I divani dei tifosi sul campo da calcio durante il Mondiale 2014 (Keystone)
Quando nel 2008 ci si trovò davanti al bivio tra un nuovo impianto e l’ammodernamento dell’amata Foresteria, i tifosi non ebbero dubbi, anche se c’era da rimboccarsi le maniche. La squadra era stata appena promossa dalla quarta alla terza serie e le casse erano mezze vuote: finì che i tifosi si accollarono parte del lavoro regalando 140’000 ore della loro vita al club della loro vita: elettricisti, falegnami, muratori o anche semplici volenterosi indirizzati da chi sapeva cosa fare. Nei pressi dello stadio, assieme alla casa del guardaboschi, ora c’è perfino un curioso monumento: un grosso casco rosso da operaio sostenuto da una base con tutti i nomi di chi ha contribuito, col denaro o col sudore (spesso con entrambi), all’ampliamento dello stadio, diventato poi in parte di proprietà degli stessi tifosi.

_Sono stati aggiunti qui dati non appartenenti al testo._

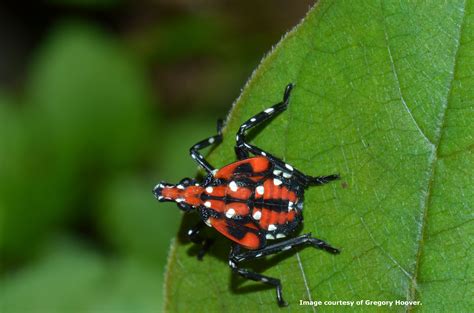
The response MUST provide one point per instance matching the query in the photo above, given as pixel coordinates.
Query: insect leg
(236, 257)
(291, 243)
(257, 277)
(194, 236)
(320, 180)
(198, 157)
(241, 148)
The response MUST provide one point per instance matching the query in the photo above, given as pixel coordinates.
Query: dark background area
(99, 101)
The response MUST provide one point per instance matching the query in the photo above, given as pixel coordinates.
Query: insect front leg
(194, 235)
(197, 156)
(241, 148)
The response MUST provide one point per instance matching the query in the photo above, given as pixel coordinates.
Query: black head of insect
(186, 193)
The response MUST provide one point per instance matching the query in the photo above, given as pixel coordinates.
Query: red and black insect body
(252, 201)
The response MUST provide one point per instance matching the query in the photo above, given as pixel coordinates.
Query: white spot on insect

La storia dicono che si ripete, ma a volte fa semplicemente giri strani trasformandosi nella famosa vendetta servita fredda: nel periodo in cui lo stadio rimase chiuso per lavori, l’Union finì a giocare nell’impianto della Dinamo Berlino, i rivali durante gli anni della Ddr. Rivali che baravano: erano infatti la squadra di Erich Mielke, capo della Stasi. Ogni mezzo era buono per far vincere la Dinamo, dalla razzia dei migliori giocatori di altre squadre allo squilibrio nelle scuole calcio (negli anni d’oro alla Dinamo ne furono assegnate 36, all’Union appena 5) per non parlare degli arbitri, che non andavano nemmeno corrotti, perché se arbitravano sfavorendo la squadra di Mielke li aspettava qualcosa di peggio. E loro lo sapevano.
Così l’Union perse per anni partite, giocatori e occasioni. Nella stagione 2008-2009, nello stadio prestato dai rivali, l’Union vinse anche il campionato di terza serie. Nel frattempo aveva battuto la Dinamo 8-0, un successo che è diventato parte integrante del nuovo stadio: infatti, quando non si giocano partite, sul tabellone ricompare quel risultato. D’altronde, negli anni dell’Union ribelle, sugli spalti si cantava "a Berlino ci sono solo due club, l’Union e l’Hertha", omettendo volutamente la Dinamo. L’Hertha era la squadra rimasta all’Ovest, amata e tifata da molti nella Ddr: 79 giorni dopo la caduta del Muro, l’Hertha ospitò nel suo Olympiastadion l’agognato derby con l’Union finito 5-3 per i padroni di casa davanti a 52 mila persone: ma anche lì, il risultato interessava a pochi.
La vecchia casa del guardaboschi ora è la sede del club (Wikipedia)
Nel frattempo la casa del guardaboschi è diventata il quartier generale della squadra, mentre lo stadio, ai Mondiali del 2014, è diventato la cosa più simile a una casa quando il club ha avuto l’idea di far vedere la competizione sul maxischermo dello stadio. Ognuno poteva portare il proprio divano da casa e aveva a disposizione lampada e tavolino personalizzato: alla fine i divani erano più di 800 e la Germania vinse quel Mondiale. Altra tradizione casalinga è ormai la festa di Natale, avviata - come al solito - da uno sparuto gruppo di tifosi nel 2003 e diventata un appuntamento che attira decine di migliaia di tifosi.
La diversità dell’Union Berlino sta anche nel suo inno, "Eisern Union" ("L’Unione di ferro"), che è anche il nome della tifoseria. Lo canta Nina Hagen, icona punk che frequentava lo stadio da bambina insieme al padre. E proprio padri, nonni e amici che non sono più su questa Terra sono stati i protagonisti della prima coreografia al ritorno in Bundesliga: con chi c’era che teneva in alto le fotografie di chi non c’era più.
L’icona punk Nina Hagen, tifosa e cantante dell’inno (Keystone)
Sembrava dovesse essere una coincidenza, un premio alla carriera, una meteora l’Union Berlino in Bundesliga, la squadra del popolo, caciarona e squattrinata; invece sotto la guida dello svizzero Urs Fischer sono riusciti ad arrivare undicesimi al primo anno, poi settimi e l’anno scorso addirittura quinti, a un punto della Champions League (qualificandosi per l’Europa League). In questa stagione hanno battuto il ricchissimo Red Bull Lipsia e gli amati cugini dell’Hertha, poi pareggiato con la corazzata Bayern Monaco, che vince il titolo ininterrottamente da dieci anni. Sembrerebbe impossibile fare di meglio, ma sembrava impossibile anche vedere il Muro cadere, battere la Dinamo 8-0, ricostruire uno stadio fai-da-te e trasformare un campo di calcio in un salotto con 800 divani.